Fighting the regression

Signal in the data

THE CHALLENGE: REGRESSION TO THE MEAN

Over the last few weeks, I carved out time to work on a small time series model, aiming to predict data usage. The journey began with a core challenge: the data was highly skewed and concentrated, seemingly random within a tight normal range. Extreme density around the mean value turned model building into a battle to justify its value, as even basic statistics – like averaging over months – seemed almost as effective. In short, regression to the mean was our enemy, as the data seemed devoid of useful variability.

PRE-PROCESSING FOR SIGNAL

As with any ML problem, pre-processing was vital, and here I learned a few key lessons. Due to the data’s commercial sensitivity, I can’t reveal specifics, but the extreme density around the mean value meant that simply sampling data to dilute the concentration didn’t help. It remained challenging for the model to capture any pattern.

Given a 24-month time span, I experimented with windowing techniques, such as rolling averages and peak-value extractions. A major decision lay in defining the target value. Initially, I tried using a derived combination of two columns to create a single normalized number for deployment. Unfortunately, this didn’t capture the effect we were hoping for as well as using an absolute column value. Eventually, I settled on using an LSTM and applying rolling averages and peak values within specific windows, which enabled some capture of temporal patterns.

The takeaway here? Don’t settle too early on a target, assuming domain-normalized values are the only option. Sometimes, a straightforward approach can yield more insight.

WHICH MODEL TO USE?

I’m writing this before any production deployment, while the pain of trial and error is still fresh. The model itself may still evolve from the current LSTM. Initially, I tried an XGBoost hybrid for its robustness with sparse data, but it, too, fell prey to the narrow range of predictions. An ensemble architecture followed, designed to handle each main data area individually, but it also struggled with the tight range.

An early attempt with a transformer model didn’t yield much, although since then, I’ve refined the training data, so a revisit may be worth it. For now, the LSTM’s ability to highlight temporal patterns, combined with engineered features, has managed to surface some signals in the data.

CUSTOM LOSS FUNCTIONS

For a couple of days, I focused on custom loss functions, aiming to pull predictions away from the mean. The goal was to exaggerate variance, capturing spikes or dips that generic loss functions were ignoring. Below is an early iteration of this work, where predictions are “stretched” from the mean. I also experimented with a quantile loss function, though the result remained underwhelming.

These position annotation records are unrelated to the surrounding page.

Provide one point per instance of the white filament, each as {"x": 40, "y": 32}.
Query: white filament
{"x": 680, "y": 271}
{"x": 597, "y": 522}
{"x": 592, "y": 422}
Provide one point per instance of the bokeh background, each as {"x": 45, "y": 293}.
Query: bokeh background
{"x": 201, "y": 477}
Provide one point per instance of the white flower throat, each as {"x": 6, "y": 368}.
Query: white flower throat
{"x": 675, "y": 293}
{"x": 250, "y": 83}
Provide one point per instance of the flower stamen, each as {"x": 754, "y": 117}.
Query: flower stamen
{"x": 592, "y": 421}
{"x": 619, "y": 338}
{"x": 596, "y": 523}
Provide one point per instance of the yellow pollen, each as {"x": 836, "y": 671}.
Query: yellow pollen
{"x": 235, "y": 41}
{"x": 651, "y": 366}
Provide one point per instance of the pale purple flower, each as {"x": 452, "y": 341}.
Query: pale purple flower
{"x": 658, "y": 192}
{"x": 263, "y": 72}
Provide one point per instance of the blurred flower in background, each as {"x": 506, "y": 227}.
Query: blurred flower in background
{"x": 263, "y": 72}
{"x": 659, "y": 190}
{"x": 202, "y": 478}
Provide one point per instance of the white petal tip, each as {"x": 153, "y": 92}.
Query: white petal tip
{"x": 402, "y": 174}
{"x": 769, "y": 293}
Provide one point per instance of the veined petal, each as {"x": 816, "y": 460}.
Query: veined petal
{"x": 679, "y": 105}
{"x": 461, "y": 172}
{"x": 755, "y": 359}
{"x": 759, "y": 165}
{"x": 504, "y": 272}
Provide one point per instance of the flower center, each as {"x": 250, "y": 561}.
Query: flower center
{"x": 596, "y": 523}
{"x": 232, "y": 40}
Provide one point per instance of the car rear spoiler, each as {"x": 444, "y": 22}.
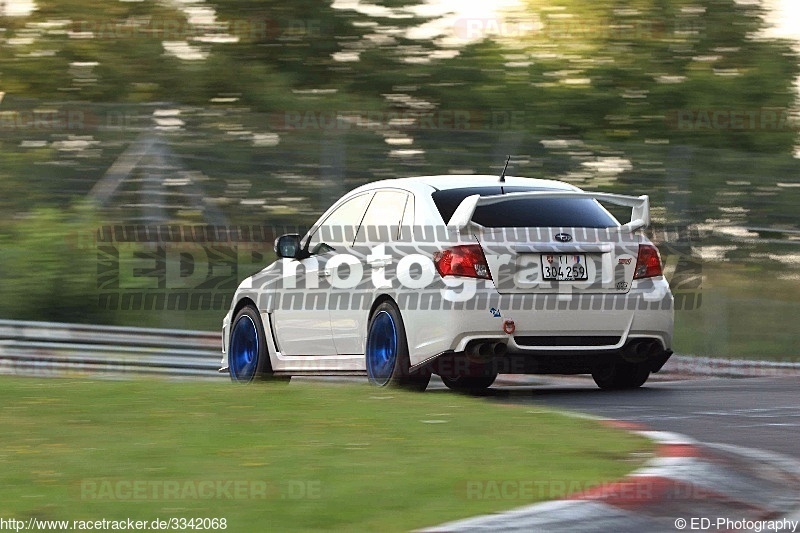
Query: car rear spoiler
{"x": 640, "y": 205}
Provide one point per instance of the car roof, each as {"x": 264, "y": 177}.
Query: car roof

class WeightedMSELoss(nn.Module):

def __init__(self, base_weight=1.0, prob_weight=2.0, stretch_factor=1.2):
    super(WeightedMSELoss, self).__init__()
    self.base_weight = base_weight
    self.prob_weight = prob_weight
    self.stretch_factor = stretch_factor

def forward(self, predictions, targets, temporal_weights):
    mean_pred = torch.mean(predictions)
    mean_target = torch.mean(targets)
    stretched_preds = mean_pred + (predictions - mean_pred) * self.stretch_factor
    weights = self.base_weight + (temporal_weights * self.prob_weight)
    deviation_weight = 1.0 + torch.abs(targets - mean_target) / mean_target
    weights = weights * deviation_weight
    return torch.mean(weights * (stretched_preds - targets) ** 2)

OPTIMIZING TRAINING EPOCHS

With the development pipeline in place, I focused on training configurations. The model generalized well early on, but I assumed lower loss scores meant more training was beneficial. Here’s where I went wrong. Post-analysis showed I was overtraining; five epochs sufficed! This underscored the importance of ongoing evaluation instead of assuming that lower loss always equals better predictions.

RESULTS AND INSIGHTS

A final adjustment involved grouping predictions, which helped reduce noise in practical applications and better aligned with the use case. Visualizing grouped predictions against actual results, with standard deviation bands in the background, provided valuable insights into the model’s reactions. However, without a set of ‘evals’ for accepted prediction ranges, further fine-tuning will likely be needed. Running more experiments programmatically will help expose model weaknesses.